Two Minute Drill

This is one of our game pace shooting basketball drills. We have several basketball drills that are designed to improve individual basketball shooting and dribbling skills. You can see them in our basketball videos section.

The Two Minute Drill is one of our favorite basketball shooting drills.

It develops:

  1. Ability to shoot free throws under pressure
  2. Conditioning
  3. Footwork coming off of a screen or cut
  4. Three-point shooting
  5. Mental Toughness/Competitiveness
  6. Making shots under pressure

Basketball players are highly competitive people by nature; therefore it is beneficial to design baketball drills that provide an opportunity for players to compete against other players or against themselves. The competition increases the player’s enthusiasm for the basketball shooting drill and results in better intensity during the training session. The Two Minute Drill requires only one player. The players compete against themselves for their best score. However, it is extremely helpful to have someone timing the drill.
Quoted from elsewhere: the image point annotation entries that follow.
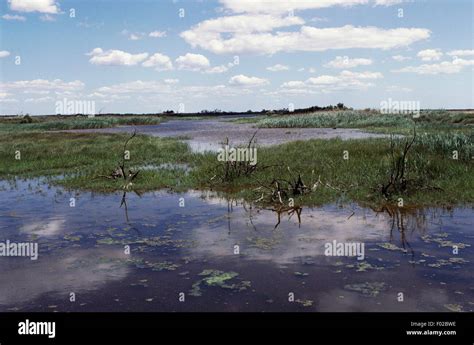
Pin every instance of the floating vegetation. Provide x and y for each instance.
(305, 302)
(443, 242)
(367, 289)
(220, 279)
(453, 307)
(442, 262)
(390, 246)
(365, 266)
(72, 238)
(155, 266)
(263, 243)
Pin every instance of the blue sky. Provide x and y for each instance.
(149, 56)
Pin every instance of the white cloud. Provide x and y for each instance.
(43, 6)
(39, 100)
(47, 18)
(252, 40)
(345, 80)
(445, 67)
(14, 17)
(217, 69)
(115, 57)
(400, 58)
(395, 88)
(388, 2)
(134, 37)
(278, 68)
(345, 62)
(276, 6)
(192, 62)
(430, 55)
(159, 61)
(295, 84)
(157, 34)
(40, 86)
(243, 80)
(171, 81)
(461, 52)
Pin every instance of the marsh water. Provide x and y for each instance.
(208, 134)
(198, 251)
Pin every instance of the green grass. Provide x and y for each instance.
(372, 120)
(80, 157)
(73, 122)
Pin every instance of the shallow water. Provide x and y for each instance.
(208, 135)
(191, 250)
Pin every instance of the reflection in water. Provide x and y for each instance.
(175, 248)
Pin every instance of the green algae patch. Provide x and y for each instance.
(216, 278)
(367, 289)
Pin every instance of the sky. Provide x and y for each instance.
(145, 56)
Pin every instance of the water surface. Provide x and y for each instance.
(191, 250)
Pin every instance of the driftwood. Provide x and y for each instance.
(120, 172)
(398, 180)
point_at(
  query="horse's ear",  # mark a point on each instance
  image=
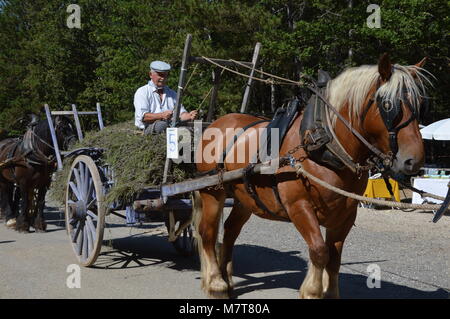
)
(421, 63)
(385, 67)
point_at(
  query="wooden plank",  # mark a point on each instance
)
(208, 181)
(181, 84)
(214, 94)
(250, 80)
(88, 113)
(99, 115)
(77, 122)
(54, 139)
(62, 112)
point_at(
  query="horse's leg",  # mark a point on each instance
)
(6, 205)
(232, 228)
(305, 220)
(212, 207)
(335, 242)
(39, 221)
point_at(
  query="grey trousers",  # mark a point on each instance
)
(156, 127)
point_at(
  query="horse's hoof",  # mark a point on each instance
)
(40, 228)
(11, 223)
(218, 289)
(24, 229)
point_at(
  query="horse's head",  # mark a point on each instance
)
(393, 113)
(65, 132)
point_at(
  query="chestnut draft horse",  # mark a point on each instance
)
(25, 175)
(308, 205)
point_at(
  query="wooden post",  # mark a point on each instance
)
(273, 107)
(77, 122)
(176, 114)
(54, 139)
(214, 94)
(99, 114)
(250, 80)
(182, 79)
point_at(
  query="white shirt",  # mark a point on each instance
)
(147, 99)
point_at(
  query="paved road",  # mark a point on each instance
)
(270, 261)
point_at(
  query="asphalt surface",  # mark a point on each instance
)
(270, 261)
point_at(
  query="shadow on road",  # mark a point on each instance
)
(249, 259)
(143, 251)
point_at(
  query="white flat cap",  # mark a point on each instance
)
(160, 66)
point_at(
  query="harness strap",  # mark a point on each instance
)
(251, 190)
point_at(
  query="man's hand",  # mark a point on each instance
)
(166, 115)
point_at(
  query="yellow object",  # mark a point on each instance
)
(376, 188)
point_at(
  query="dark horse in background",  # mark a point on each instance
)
(25, 175)
(306, 204)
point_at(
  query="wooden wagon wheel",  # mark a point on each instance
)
(85, 210)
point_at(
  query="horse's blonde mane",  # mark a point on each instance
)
(353, 86)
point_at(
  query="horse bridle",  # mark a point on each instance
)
(389, 112)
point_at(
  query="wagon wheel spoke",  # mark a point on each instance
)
(85, 211)
(92, 216)
(75, 190)
(77, 183)
(77, 232)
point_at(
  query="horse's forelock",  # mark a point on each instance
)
(353, 86)
(410, 79)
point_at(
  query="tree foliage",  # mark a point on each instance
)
(44, 61)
Many players practice free throws by shooting 100, 200 or possibly more in each practice session. While volume shooting is an important part of developing confidence and rhythm on free throws, this type of practice does not subject the player to the same conditions that exist while attempting free throws during a game. Pressure and fatigue are just two factors that may affect free throw percentage. To be a successful free throw shooter in games, players must be able to step to the line a make two in a row while fatigued and under pressure.

The Two Minute Drill is designed for player to do just that. Players must step to the free throw line and make two pressure free throws while fatigued.
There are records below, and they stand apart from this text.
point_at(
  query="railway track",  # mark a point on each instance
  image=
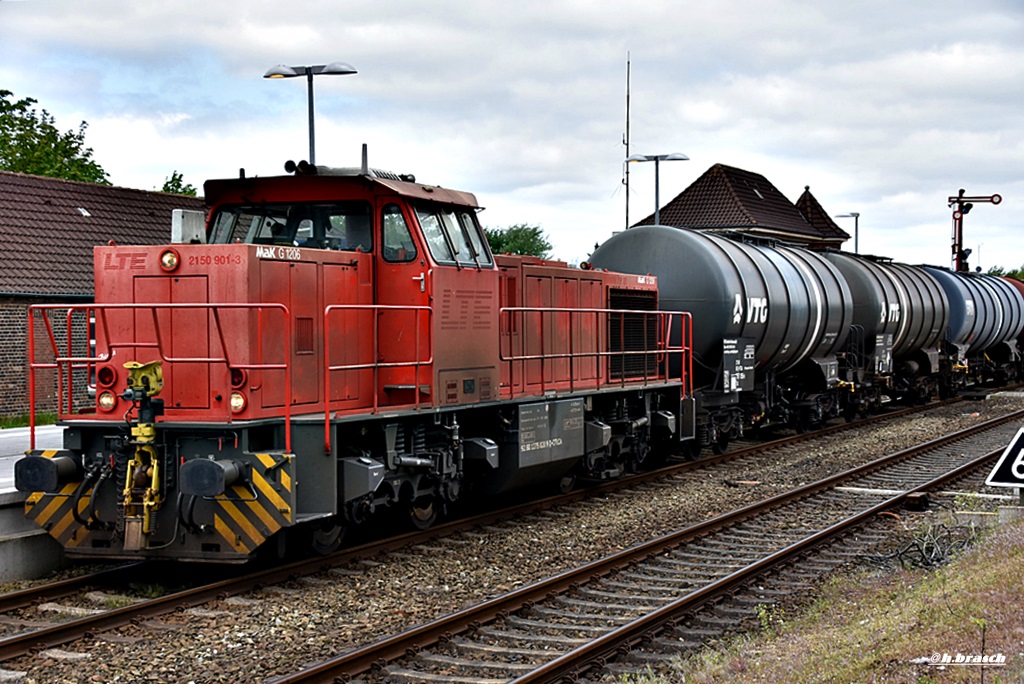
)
(577, 621)
(49, 636)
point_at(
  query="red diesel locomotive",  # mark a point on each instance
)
(328, 345)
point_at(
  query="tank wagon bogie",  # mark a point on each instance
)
(327, 347)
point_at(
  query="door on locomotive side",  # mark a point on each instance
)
(404, 349)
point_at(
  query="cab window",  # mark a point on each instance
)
(454, 236)
(341, 225)
(397, 242)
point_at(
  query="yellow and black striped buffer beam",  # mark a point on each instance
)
(52, 511)
(248, 514)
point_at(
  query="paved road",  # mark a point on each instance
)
(13, 441)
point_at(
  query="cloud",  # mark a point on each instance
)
(882, 112)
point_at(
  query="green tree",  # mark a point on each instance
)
(30, 142)
(999, 270)
(519, 239)
(176, 185)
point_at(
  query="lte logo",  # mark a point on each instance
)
(124, 261)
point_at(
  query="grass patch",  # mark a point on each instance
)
(885, 627)
(23, 420)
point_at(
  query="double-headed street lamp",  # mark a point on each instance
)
(657, 159)
(334, 69)
(855, 215)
The objective of the Two Minute Drill Game is for the player to move from level one to the highest level possible. In order to advance from one level to another, the player must make a power lay-up, a spin-and-catch intermediate shot and a three point shot.

The player must shoot until he/she has made each shot, even if s/he misses each one four times, the level is not completed until each of the three shots goes in.

After making the three-point shot the player immediately (with no rest!) steps to the free throw line to shoot a one-and-one free throw. If the player makes both free throws he/she advances to the next level and repeats the same sequence. If the player misses a free throw he/she must remain on that level.

The drill is timed for two minutes. The stopwatch only runs while the player is shooting shots from the field, like a game. It does not run during free throws. If there is no one to time the player can wear a sport watch to time him/herself. The timing of the drill is very significant to its effectiveness because the clock pushes the player to run hard after rebounds and to shoot shots that are more game-like. However, if no timer is available, the player must push him/herself to go hard. To make it competitive, the shooter can be limited to a total number of misses or to commit that the first missed free throw will end the game.

Players compete each practice session against the highest level they have ever achieved. They may also compete against other players by seeing which player reaches the highest level in a given amount of time.

The game may be altered to more benefit to post players. Post players may choose to substitute the three-point shots or the intermediate shots with jump hooks or other post moves. It is easy to come up with several other variations to keep the drill from becoming monotonous.